The away team finds themselves deep in Landru's sanctuary, on call to be assimilated, and with no hope of escape now that the Brown Cloaks have adapted to Kirk's Logic Bombs (again, no Borg similarities here). In a stroke of luck, though, it turns out the master assimilator is a member of Roger's underground, and manages to keep Kirk and Spock from being absorbed. After subduing their captors (why they didn't do that, before, is anyone's guess, as is why Landru bothered to bring them to his inner sanctum to assimilate them instead of having the Brown Cloaks touch them with their Swiss Rolls), Kirk has Roger and the assimilator take them to Landru...which turns out to be a giant computer (what else?).

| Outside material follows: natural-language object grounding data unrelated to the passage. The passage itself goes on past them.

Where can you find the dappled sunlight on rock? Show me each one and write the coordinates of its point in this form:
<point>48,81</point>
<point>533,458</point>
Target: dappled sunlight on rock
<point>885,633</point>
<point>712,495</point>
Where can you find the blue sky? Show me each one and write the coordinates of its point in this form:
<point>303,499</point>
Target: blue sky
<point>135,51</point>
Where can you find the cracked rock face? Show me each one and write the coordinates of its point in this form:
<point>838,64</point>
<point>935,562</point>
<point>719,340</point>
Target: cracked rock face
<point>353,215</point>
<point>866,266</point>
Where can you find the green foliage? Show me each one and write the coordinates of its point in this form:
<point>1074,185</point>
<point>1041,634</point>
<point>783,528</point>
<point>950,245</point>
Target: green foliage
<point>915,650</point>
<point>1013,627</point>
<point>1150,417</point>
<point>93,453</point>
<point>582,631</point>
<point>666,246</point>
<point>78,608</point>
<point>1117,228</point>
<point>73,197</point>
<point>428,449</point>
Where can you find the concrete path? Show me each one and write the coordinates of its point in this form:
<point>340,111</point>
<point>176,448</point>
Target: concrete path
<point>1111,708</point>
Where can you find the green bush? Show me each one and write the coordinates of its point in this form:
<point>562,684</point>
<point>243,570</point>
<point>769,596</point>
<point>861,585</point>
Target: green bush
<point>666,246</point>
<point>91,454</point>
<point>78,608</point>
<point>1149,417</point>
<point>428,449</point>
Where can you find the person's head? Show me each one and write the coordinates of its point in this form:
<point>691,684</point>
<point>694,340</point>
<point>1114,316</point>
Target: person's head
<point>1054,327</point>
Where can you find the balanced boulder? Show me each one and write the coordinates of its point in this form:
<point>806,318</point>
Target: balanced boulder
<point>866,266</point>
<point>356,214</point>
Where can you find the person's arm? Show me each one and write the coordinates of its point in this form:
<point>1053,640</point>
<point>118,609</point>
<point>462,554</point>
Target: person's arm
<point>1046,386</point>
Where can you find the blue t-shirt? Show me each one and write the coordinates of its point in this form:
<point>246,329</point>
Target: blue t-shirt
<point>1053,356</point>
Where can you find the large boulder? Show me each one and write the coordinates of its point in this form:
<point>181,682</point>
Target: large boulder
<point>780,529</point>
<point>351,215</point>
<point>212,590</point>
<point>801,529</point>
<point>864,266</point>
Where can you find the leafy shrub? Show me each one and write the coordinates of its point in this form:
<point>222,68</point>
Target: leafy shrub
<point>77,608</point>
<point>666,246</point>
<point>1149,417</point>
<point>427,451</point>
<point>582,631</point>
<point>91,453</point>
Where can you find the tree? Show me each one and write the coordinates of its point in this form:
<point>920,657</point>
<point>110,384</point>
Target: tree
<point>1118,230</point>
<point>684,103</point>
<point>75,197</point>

As it turns out, Landru was once a real person, a leader of the colony on the planet, who built the machine to help him keep the peace over the people; once Landru died, the computer took over his name, identity, and purpose, and went through a Zeroth Law Rebellion, force-assimilating people into the Hive Mind in order to keep order. When the Archon crew came, it saw them as a threat to its perfect society, and assimilated them, just like it's trying to assimilate the crew of the Enterprise. Unfortunately for it, Kirk regains his Logic Bomb mojo and makes it explode by forcing it to realize it's harming the very people it sought to protect by stifling their free will and creativity (how Anvilicious of you). Having ruined yet another idyllic society, Kirk leaves the once-absorbed Red Shirt to guide the colony to a more "human" existence, Kirk goes gallivanting off to a new adventure.